Part of the novel's fame is as a result of the televised version first aired in 1981 starring Jeremy Irons. That prompted new readers in their millions and perhaps more will be tempted to buy a copy after the recent release of the movie, directed by Julian Jarrold. In fact I would be astonished if the new version did not prompt book sales. The film is so starved of dialogue that you need to have the novel to hand to understand the characters.
It used to be that all great novels were murdered by the big screen and then, gradually, films began to do them justice. But for some curious reason, all that is quirky, droll and outlandish about Waugh's novel is left out of the film. I went to see it with members of my own book club and as the credits rolled we all looked at each other, perplexed. Where were all the memorable scenes and stand-out set pieces? We enjoyed staring at Matthew Goode, who plays Charles Ryder beautifully, but were mystified why Sebastian was portrayed as possessing not one spark of the allure Waugh gave him.
Brideshead is the Big Read at this year's Cheltenham Literature Festival. The festival's theme is families, and to some degree this is a novel that has the family as a central theme. But it is, above all, about Roman Catholicism. At least the film gets that right with its regular close-ups of crucifixes and lingering shots of paintings of the Virgin Mary. A rosary lands on the floor with a thud so loud it is almost comical.

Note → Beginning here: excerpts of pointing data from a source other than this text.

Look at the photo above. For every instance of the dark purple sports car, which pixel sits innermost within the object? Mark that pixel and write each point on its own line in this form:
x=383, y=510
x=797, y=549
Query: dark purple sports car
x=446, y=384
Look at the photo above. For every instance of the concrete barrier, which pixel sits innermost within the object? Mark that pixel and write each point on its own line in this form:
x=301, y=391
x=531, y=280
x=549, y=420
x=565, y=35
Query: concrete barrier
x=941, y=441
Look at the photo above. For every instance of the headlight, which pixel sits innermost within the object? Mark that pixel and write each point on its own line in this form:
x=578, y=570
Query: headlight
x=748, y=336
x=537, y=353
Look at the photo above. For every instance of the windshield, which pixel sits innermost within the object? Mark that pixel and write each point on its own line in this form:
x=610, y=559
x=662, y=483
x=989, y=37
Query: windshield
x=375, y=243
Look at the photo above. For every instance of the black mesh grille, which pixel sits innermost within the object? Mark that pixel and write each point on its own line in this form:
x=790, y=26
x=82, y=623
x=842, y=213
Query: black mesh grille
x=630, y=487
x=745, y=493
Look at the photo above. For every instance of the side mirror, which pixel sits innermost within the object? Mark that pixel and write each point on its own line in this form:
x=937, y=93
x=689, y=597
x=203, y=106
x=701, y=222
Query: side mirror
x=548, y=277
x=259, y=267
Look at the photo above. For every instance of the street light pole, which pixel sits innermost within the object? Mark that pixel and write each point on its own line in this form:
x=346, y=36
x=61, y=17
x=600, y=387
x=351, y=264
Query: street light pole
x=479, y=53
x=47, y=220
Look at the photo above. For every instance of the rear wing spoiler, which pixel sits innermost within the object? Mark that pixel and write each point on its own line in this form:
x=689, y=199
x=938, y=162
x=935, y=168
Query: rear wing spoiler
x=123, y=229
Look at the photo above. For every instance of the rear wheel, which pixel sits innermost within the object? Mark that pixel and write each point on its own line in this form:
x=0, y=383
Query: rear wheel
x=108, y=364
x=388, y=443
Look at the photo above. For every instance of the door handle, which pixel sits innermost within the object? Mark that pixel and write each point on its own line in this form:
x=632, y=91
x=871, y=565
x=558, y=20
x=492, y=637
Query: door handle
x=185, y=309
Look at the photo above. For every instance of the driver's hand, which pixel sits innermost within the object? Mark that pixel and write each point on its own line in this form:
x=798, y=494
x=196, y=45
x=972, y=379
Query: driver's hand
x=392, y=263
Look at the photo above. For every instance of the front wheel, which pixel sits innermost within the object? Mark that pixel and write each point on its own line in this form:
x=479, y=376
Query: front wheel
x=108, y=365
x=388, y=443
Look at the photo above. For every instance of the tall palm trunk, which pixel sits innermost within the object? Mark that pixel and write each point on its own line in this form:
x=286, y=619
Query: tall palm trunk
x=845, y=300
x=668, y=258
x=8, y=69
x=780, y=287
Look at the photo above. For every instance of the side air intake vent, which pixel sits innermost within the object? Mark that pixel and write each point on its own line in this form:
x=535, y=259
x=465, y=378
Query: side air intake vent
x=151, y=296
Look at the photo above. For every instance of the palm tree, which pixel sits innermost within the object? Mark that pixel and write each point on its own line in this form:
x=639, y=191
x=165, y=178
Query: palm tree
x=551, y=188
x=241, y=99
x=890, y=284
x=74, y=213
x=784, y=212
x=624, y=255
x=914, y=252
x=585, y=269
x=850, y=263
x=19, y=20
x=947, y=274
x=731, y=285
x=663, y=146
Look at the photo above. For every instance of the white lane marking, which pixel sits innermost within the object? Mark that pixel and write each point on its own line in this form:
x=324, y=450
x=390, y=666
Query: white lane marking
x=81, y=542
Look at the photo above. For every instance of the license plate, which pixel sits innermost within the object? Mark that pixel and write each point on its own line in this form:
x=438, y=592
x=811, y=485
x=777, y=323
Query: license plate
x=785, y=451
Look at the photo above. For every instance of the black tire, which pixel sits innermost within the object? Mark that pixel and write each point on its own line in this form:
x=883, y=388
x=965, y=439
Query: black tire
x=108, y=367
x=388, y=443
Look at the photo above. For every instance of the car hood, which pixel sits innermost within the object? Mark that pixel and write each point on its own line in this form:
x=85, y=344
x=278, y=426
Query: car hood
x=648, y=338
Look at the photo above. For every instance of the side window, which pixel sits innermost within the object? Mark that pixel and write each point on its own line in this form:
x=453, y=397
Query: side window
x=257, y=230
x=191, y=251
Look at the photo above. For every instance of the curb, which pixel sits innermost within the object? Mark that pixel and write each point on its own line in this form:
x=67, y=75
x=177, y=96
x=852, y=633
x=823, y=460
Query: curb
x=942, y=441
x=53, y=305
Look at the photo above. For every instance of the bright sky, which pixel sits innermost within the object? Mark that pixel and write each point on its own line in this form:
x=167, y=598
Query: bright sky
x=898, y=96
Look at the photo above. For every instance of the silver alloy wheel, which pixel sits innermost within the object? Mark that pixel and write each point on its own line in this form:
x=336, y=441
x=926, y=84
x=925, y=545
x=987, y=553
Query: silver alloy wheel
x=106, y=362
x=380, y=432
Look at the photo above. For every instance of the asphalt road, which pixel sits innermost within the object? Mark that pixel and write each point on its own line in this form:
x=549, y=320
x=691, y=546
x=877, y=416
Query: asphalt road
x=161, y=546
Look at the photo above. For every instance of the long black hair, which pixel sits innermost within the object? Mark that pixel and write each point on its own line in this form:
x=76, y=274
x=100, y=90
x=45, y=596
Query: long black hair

It is more subtle in the book. Ryder, an atheist, is an outsider. At first he is simply an outcast because of his class. Sebastian has the aura of someone who has been spoilt and knows little of the real world and he is amused by Ryder, who acts as our narrator. When Sebastian says, “Oh Charles, what a lot you have to learn”, he means only that Ryder has to learn to be indulgent, as comes naturally to the aristocracy.
Ryder is smitten by Sebastian but bowled over by Brideshead, his ancestral home. Sebastian knows he should keep his new friend away from his family but inevitably they meet and Ryder becomes obsessed by the whole Brideshead package, which helps to turn Sebastian from a carefree Oxford undergraduate to a sulky, jealous and mistrustful alcoholic.